USU Eastern Press Release
“The Real Inspector Hound” Opens This Weekend
USU Eastern Theatre’s second production of fall semester, “The Real Inspector Hound,” opens this weekend, as two theatre critics watch a ludicrous setup of a country house murder mystery, in the style of a whodunit. By chance, they become involved in the action causing a series of events that parallel the play they are watching.
Directed by Corey Ewan, Ph.D., the short, one-act play by Tom Stoppard opens three weeks after Zombie Prom closed, with a “brisk” rehearsal period that put the college actors through their paces.
Hound tells the story of two feuding theatre critics, Moon and Birdboot, the first is a pompous and vindictive second stringer, the second, a stuffy philanderer, who are swept into the whodunit they are viewing.

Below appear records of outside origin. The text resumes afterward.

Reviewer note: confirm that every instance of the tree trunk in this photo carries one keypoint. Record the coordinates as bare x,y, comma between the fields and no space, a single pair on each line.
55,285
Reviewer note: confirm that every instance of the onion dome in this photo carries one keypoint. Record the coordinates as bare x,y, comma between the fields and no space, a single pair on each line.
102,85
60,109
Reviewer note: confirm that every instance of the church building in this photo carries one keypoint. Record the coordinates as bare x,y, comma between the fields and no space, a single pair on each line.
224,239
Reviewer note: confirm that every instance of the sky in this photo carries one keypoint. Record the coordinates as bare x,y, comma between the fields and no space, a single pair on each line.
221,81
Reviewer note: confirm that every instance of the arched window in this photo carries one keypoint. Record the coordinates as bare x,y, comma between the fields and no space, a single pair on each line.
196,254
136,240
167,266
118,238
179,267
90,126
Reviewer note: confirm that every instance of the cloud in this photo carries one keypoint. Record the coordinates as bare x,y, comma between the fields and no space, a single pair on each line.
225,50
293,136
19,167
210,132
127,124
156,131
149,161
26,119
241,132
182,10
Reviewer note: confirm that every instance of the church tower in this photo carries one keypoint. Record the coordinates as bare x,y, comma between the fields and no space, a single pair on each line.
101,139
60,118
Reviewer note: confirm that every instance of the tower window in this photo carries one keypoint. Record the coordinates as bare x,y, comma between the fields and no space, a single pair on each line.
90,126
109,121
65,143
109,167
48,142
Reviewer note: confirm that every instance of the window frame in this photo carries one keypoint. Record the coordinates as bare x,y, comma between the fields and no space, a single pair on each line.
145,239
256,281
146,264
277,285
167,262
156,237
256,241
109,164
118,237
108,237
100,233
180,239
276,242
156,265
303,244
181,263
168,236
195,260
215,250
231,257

In the tradition of Agatha Christie melodramas, fog envelops a group of people trapped in isolated Muldoon manor with a body hidden under a sofa, the arrival of a suspicious young man connected to the ladies in the house and the arrival of an inspector from Scotland Yard.
As mists rise around these potential victims Moon and Birdboot become dangerously implicated in the lethal activities of an escaped madman.
The cast is comprised of Eastern Utah Theatre veterans, Braden Nelson, Josh Bone and Joshua-David Zelasco, as well as talented freshman, Mackylin Rowe from Liberty Preparatory Academy, Jennifer Thomas of Granger High School, Josie Slade from Orem High School and Lesly Gaona from Pinevivew High School.
According to Ewan, this production will presented in a more intimate setting so patrons will want to get to the theatre early to get a seat for what the New York Times referred to as, “zanily, crazily funny,” and the New York Post wrote, “comedy satire of delightful quality.”
The play is presented in the Geary Theatre at 7:30 p.m. on Nov. 15, 16, 21, 22, 23.